A cultura – palavra e conceito – é de origem romana.
A palavra “cultura” origina-se de
colere – cultivar, habitar, tomar
conta, criar e preservar – e relaciona-se essencialmente com o trato do homem
com a natureza, no sentido do amanho e da preservação da natureza até que ela
se torne adequada à habitação humana. Como tal, a palavra indica uma atitude de
carinhoso cuidado e se coloca em aguda oposição a todo esforço de sujeitar a
natureza à dominação do homem.
Em decorrência, não se aplica apenas
ao amanho do solo, mas pode designar, outrossim, o “culto” aos deuses, o
cuidado com aquilo que lhes pertence. Creio ter sido Cícero quem primeiro usou
a palavra para questões do espírito e da alma. Ele fala de excolere animum, cultivar o espírito, e de cultura animi no mesmo sentido em que falamos ainda hoje de um
espírito cultivado, só que não mais estamos cônscios do pleno conteúdo
metafórico de tal emprego...
O significado da palavra “cultura”,
porém, dificilmente é esgotado por esses elementos estritamente romanos. Mesmo
a cultura animi de Cícero sugere
alguma coisa como gosto e, de maneira geral, sensibilidade à beleza, mas não
naqueles que fabricam coisas belas, isto é, os artistas mesmos, e sim nos
espectadores, os que se movem entre elas.

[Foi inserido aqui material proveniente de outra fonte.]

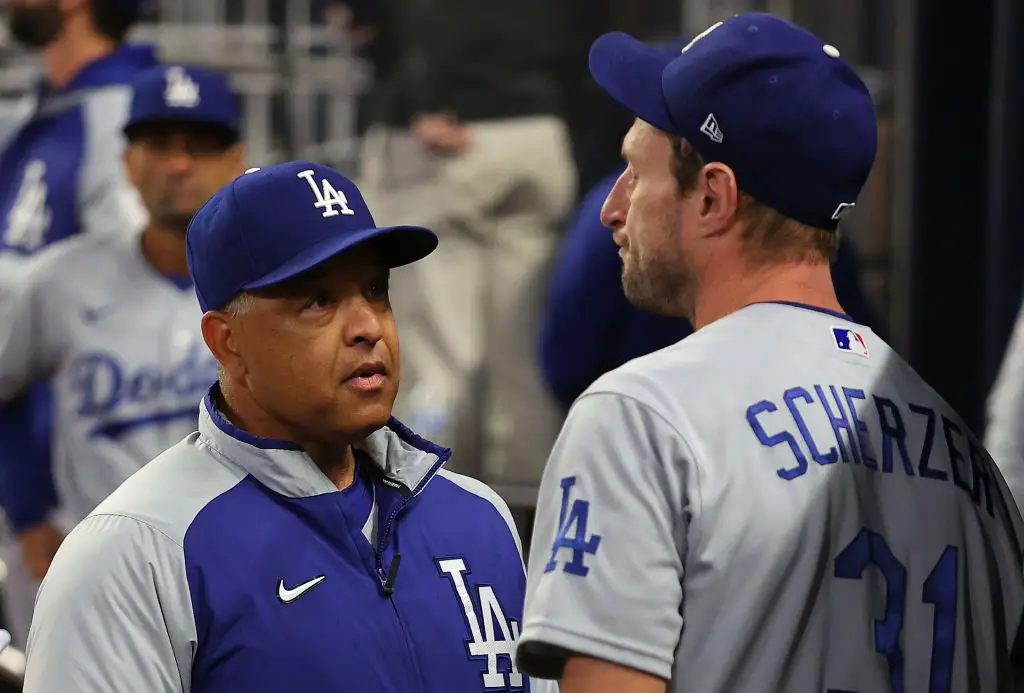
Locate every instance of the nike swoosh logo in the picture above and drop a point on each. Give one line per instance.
(95, 314)
(289, 595)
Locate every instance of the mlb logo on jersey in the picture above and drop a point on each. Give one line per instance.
(850, 341)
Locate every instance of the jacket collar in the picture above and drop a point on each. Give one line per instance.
(404, 461)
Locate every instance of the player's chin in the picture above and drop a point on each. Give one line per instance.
(367, 408)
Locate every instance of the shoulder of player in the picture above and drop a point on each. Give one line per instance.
(104, 112)
(690, 365)
(168, 493)
(487, 496)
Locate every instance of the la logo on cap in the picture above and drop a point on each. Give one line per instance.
(181, 91)
(327, 196)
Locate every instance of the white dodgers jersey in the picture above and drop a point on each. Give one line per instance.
(777, 503)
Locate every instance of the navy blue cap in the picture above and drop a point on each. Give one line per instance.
(762, 95)
(276, 222)
(188, 93)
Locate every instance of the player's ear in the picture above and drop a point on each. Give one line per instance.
(720, 197)
(219, 333)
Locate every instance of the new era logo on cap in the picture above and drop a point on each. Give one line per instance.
(850, 341)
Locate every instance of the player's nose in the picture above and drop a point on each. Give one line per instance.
(615, 206)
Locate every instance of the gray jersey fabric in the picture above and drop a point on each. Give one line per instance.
(123, 347)
(777, 503)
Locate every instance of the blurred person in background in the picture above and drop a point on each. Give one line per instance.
(1005, 420)
(60, 175)
(112, 317)
(468, 136)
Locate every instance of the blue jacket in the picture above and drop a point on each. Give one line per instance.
(230, 563)
(588, 327)
(60, 174)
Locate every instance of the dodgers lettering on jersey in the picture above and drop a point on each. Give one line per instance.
(776, 503)
(60, 174)
(123, 347)
(239, 566)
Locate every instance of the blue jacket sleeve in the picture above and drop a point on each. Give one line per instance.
(585, 307)
(27, 491)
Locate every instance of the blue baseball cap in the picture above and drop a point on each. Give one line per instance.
(273, 223)
(768, 98)
(184, 93)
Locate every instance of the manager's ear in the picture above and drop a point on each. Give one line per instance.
(220, 334)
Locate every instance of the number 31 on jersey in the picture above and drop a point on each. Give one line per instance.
(939, 589)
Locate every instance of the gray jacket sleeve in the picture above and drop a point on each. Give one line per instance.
(32, 331)
(108, 202)
(114, 613)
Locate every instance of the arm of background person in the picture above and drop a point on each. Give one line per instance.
(585, 303)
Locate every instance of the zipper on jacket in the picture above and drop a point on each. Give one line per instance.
(389, 577)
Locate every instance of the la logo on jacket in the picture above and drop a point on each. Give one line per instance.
(483, 641)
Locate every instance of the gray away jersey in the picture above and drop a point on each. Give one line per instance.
(777, 503)
(123, 346)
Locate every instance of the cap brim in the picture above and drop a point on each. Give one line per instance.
(397, 245)
(131, 129)
(631, 72)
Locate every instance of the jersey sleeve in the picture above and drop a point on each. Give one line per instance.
(31, 331)
(108, 203)
(113, 613)
(1005, 428)
(606, 558)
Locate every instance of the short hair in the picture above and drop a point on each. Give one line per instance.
(239, 305)
(113, 18)
(771, 235)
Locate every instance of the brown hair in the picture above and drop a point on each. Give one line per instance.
(771, 236)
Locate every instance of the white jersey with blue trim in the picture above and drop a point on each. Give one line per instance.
(123, 346)
(1005, 425)
(777, 503)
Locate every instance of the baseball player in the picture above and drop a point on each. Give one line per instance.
(302, 539)
(112, 318)
(60, 175)
(776, 503)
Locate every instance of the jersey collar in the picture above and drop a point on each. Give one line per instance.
(403, 459)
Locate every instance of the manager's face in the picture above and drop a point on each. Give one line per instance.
(321, 351)
(177, 166)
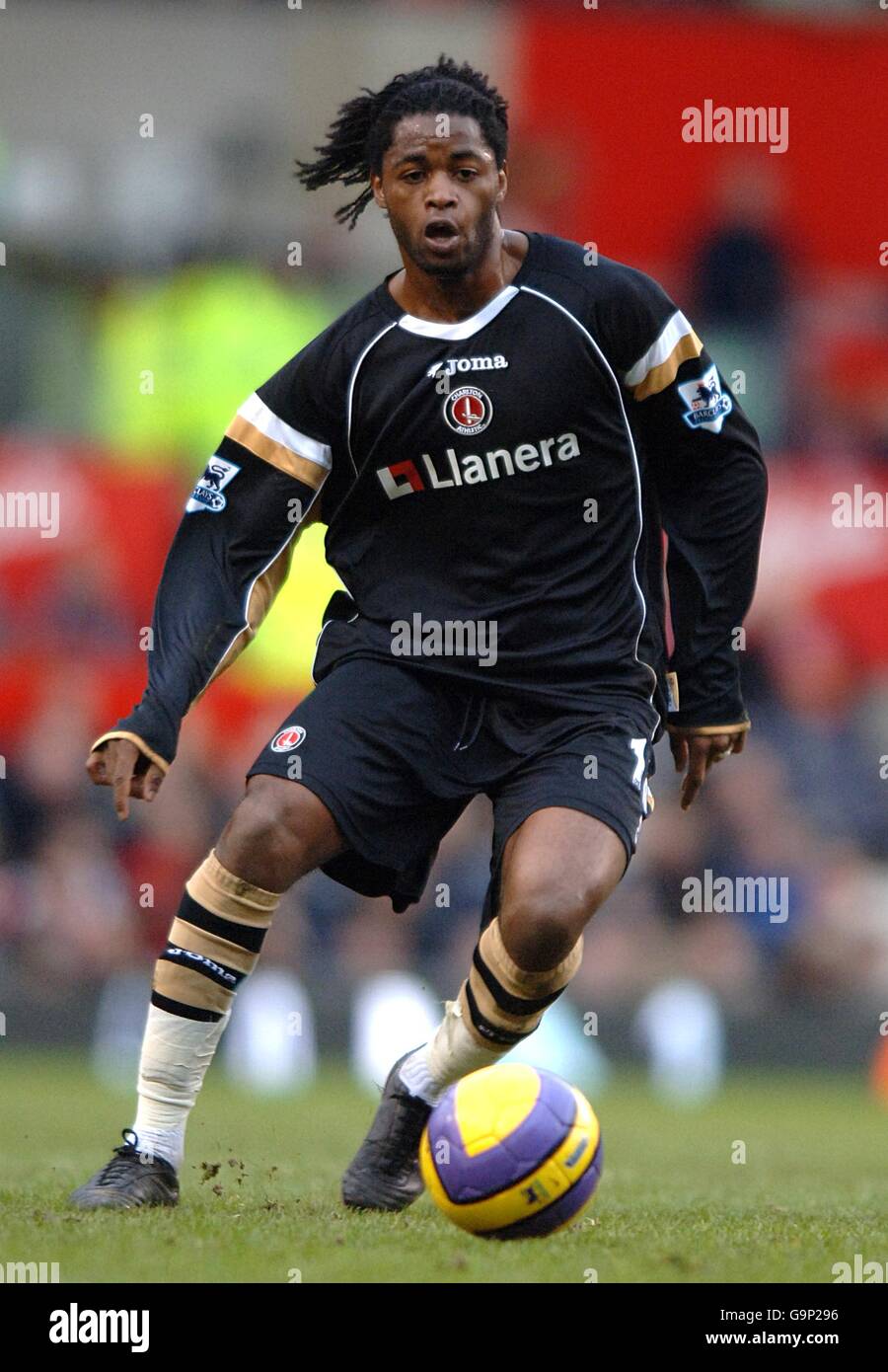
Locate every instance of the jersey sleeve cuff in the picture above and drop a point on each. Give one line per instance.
(737, 727)
(140, 744)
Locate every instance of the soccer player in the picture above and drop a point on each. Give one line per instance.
(495, 438)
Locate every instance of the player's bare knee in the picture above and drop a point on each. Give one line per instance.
(277, 833)
(541, 925)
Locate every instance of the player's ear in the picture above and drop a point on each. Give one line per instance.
(504, 182)
(376, 187)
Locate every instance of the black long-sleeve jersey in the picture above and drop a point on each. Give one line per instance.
(511, 475)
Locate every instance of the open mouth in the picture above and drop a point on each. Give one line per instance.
(441, 233)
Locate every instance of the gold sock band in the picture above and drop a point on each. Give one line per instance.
(206, 957)
(189, 988)
(501, 1003)
(231, 897)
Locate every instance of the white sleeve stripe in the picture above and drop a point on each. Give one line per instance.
(660, 348)
(257, 414)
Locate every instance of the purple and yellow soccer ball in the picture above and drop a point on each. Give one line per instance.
(512, 1153)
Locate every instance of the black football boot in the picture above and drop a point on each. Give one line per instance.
(385, 1174)
(130, 1179)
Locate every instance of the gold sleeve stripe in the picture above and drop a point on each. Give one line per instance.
(140, 744)
(676, 343)
(304, 468)
(708, 728)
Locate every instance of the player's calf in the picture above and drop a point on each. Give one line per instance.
(213, 946)
(523, 960)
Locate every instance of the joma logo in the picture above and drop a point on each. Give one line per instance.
(469, 364)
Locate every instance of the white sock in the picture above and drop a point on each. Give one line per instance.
(450, 1054)
(175, 1056)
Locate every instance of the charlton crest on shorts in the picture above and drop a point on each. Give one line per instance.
(288, 738)
(469, 411)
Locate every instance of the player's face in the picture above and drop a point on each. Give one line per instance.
(441, 187)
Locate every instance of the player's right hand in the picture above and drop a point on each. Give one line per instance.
(118, 763)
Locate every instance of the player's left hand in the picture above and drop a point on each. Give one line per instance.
(695, 753)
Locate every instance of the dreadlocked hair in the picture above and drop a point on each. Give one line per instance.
(358, 137)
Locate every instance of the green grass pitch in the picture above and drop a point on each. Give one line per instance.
(260, 1202)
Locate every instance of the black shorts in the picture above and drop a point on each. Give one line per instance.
(397, 753)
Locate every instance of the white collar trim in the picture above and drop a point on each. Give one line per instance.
(463, 328)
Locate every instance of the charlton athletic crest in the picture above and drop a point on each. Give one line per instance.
(469, 411)
(288, 738)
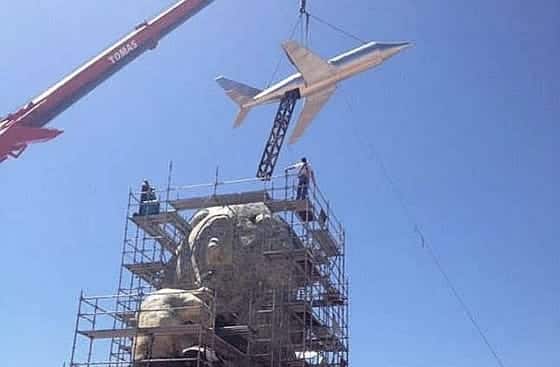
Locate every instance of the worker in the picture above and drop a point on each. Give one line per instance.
(148, 200)
(305, 176)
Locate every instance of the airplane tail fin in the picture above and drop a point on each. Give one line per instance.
(240, 94)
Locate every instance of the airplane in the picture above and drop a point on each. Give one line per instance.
(316, 80)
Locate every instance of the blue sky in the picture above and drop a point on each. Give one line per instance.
(466, 123)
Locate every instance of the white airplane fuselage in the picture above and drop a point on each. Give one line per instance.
(345, 66)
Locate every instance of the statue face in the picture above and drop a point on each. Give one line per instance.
(225, 252)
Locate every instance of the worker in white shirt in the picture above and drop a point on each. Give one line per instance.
(305, 176)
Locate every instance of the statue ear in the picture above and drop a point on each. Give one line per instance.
(199, 217)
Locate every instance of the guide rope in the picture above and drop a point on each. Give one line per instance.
(423, 240)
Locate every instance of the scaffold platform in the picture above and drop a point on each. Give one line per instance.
(320, 296)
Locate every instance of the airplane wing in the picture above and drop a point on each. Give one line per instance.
(312, 67)
(313, 104)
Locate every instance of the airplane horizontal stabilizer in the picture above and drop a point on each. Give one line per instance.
(313, 105)
(238, 92)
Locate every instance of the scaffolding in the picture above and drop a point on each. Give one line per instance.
(303, 323)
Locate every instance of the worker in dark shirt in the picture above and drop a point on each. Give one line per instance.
(305, 176)
(148, 200)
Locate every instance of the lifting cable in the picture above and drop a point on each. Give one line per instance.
(423, 241)
(275, 72)
(337, 29)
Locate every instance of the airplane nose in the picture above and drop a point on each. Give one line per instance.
(391, 49)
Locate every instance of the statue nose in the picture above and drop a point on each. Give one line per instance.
(214, 252)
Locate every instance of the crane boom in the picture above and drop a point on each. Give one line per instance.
(26, 126)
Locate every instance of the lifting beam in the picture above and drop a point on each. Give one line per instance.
(276, 138)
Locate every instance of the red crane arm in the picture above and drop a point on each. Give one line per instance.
(69, 90)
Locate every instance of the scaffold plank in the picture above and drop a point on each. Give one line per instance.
(202, 202)
(277, 206)
(132, 332)
(152, 228)
(327, 243)
(147, 271)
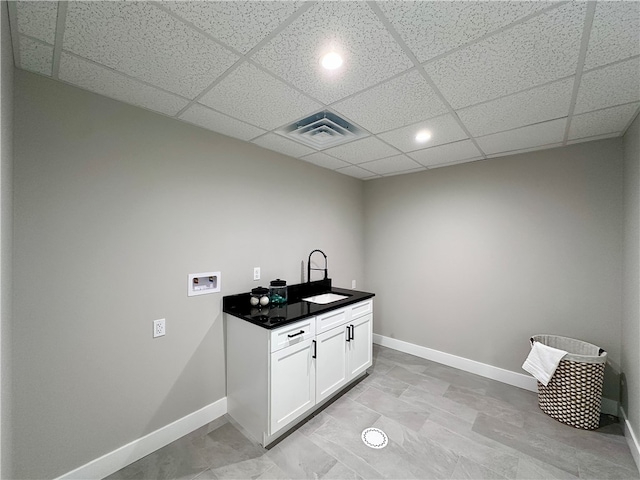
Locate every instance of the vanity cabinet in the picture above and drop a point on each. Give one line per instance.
(277, 377)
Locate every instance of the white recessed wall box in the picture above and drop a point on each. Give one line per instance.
(203, 283)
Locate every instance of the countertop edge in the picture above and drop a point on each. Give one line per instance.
(355, 296)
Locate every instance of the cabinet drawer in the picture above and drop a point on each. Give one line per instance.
(293, 334)
(362, 308)
(332, 319)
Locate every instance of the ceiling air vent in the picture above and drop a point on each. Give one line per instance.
(323, 130)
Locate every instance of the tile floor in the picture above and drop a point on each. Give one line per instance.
(441, 423)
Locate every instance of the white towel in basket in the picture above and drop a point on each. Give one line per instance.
(543, 361)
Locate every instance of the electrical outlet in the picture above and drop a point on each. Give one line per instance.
(158, 328)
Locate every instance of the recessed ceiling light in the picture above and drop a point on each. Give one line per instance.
(331, 61)
(423, 136)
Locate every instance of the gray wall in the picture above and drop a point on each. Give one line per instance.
(6, 215)
(473, 259)
(631, 319)
(114, 207)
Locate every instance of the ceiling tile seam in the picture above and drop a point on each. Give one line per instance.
(391, 156)
(593, 138)
(284, 24)
(524, 150)
(230, 116)
(197, 29)
(15, 34)
(523, 126)
(437, 146)
(123, 74)
(546, 84)
(399, 152)
(606, 65)
(61, 20)
(455, 162)
(35, 40)
(633, 117)
(286, 82)
(606, 108)
(584, 46)
(495, 32)
(103, 95)
(246, 57)
(368, 171)
(396, 36)
(422, 168)
(371, 87)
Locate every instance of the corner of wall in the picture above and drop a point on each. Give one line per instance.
(6, 233)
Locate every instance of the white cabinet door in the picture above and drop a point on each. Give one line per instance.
(360, 345)
(331, 362)
(293, 384)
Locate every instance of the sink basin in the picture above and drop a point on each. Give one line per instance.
(325, 298)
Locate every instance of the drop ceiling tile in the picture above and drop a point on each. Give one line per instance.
(38, 20)
(538, 51)
(526, 150)
(595, 137)
(351, 28)
(610, 120)
(397, 163)
(444, 129)
(432, 28)
(364, 150)
(218, 122)
(109, 83)
(525, 108)
(614, 33)
(280, 144)
(451, 152)
(609, 86)
(239, 24)
(402, 101)
(256, 97)
(456, 162)
(403, 172)
(147, 43)
(531, 136)
(324, 160)
(35, 56)
(354, 171)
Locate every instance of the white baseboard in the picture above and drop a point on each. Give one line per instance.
(521, 380)
(632, 438)
(489, 371)
(135, 450)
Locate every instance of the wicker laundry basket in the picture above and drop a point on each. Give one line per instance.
(574, 393)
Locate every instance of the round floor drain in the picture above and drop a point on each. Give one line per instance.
(374, 438)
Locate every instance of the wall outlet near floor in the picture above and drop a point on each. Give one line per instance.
(158, 328)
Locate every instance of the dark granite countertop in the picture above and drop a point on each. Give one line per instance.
(295, 309)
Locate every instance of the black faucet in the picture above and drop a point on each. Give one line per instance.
(326, 271)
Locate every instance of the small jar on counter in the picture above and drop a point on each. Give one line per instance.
(278, 292)
(259, 297)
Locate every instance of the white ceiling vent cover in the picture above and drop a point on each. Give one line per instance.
(323, 130)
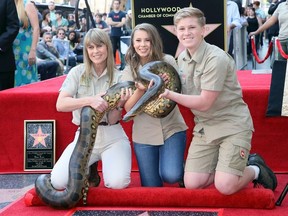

E semelhante amor à beleza os
gregos possuíam, é claro, em grau extraordinário. Nesse sentido, compreendemos
por cultura a atitude para com, ou melhor, o modo de relacionamento prescrito
pelas civilizações com respeito às menos úteis e mais mundanas coisas, as obras
de artistas, poetas, músicos, filósofos e daí por diante.